Once a vacant lot, Diamond combines the creative use of land, sustainable building practices, and strategic public/private partnerships under one roof. The unique architectural fabric of the neighborhood – a distinct style of the Anaheim colony – required creating a building type with seamless architectural elements using the same high quality finishes and materials as nearby market-rate communities. Diamond continues to far exceed standard mental health community measures of success in residential stability, increased skills or income, and greater self-determination.

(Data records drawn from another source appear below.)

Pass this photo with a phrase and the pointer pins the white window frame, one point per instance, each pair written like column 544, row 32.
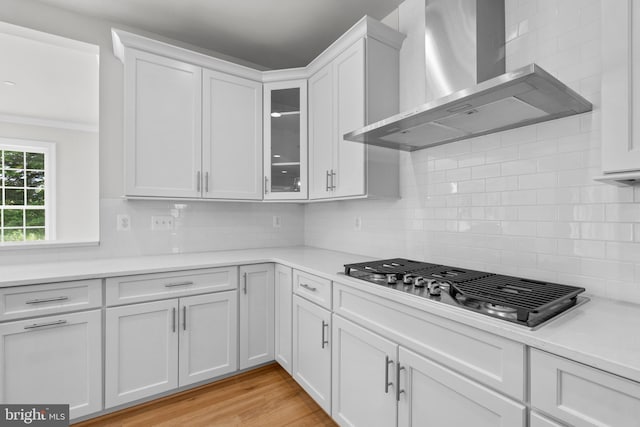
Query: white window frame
column 49, row 150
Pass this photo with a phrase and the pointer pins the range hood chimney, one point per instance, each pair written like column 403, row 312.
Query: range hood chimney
column 468, row 92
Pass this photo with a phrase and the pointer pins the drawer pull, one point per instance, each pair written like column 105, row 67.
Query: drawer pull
column 174, row 285
column 387, row 362
column 311, row 288
column 173, row 317
column 42, row 325
column 399, row 391
column 43, row 300
column 324, row 340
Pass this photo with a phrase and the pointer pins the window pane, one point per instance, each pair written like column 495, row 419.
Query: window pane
column 35, row 197
column 13, row 235
column 14, row 159
column 35, row 161
column 35, row 234
column 14, row 178
column 35, row 179
column 13, row 218
column 14, row 197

At an original cost of $9.6 million, Diamond is a valuable community asset that translates to taxpayer savings of up to $1.18 million each year – or a cumulative savings of approximately $11.8 million for its decade of continuous and successful operation. That’s based on the Homelessness in Orange County: The Costs to Our Community study conducted by UC Irvine and funded by Jamboree and United Way Orange County in 2017, which revealed that the estimated average annual cost of services in Orange County is 50% cheaper for the chronically homeless person living in permanent supportive housing with services ($51,587) as compared to that same person living on the street and in emergency shelters ($100,759).
Most importantly, Diamond continues to open a door – and a new way of life – for 24 formerly homeless individuals and their families who remain stably housed each year.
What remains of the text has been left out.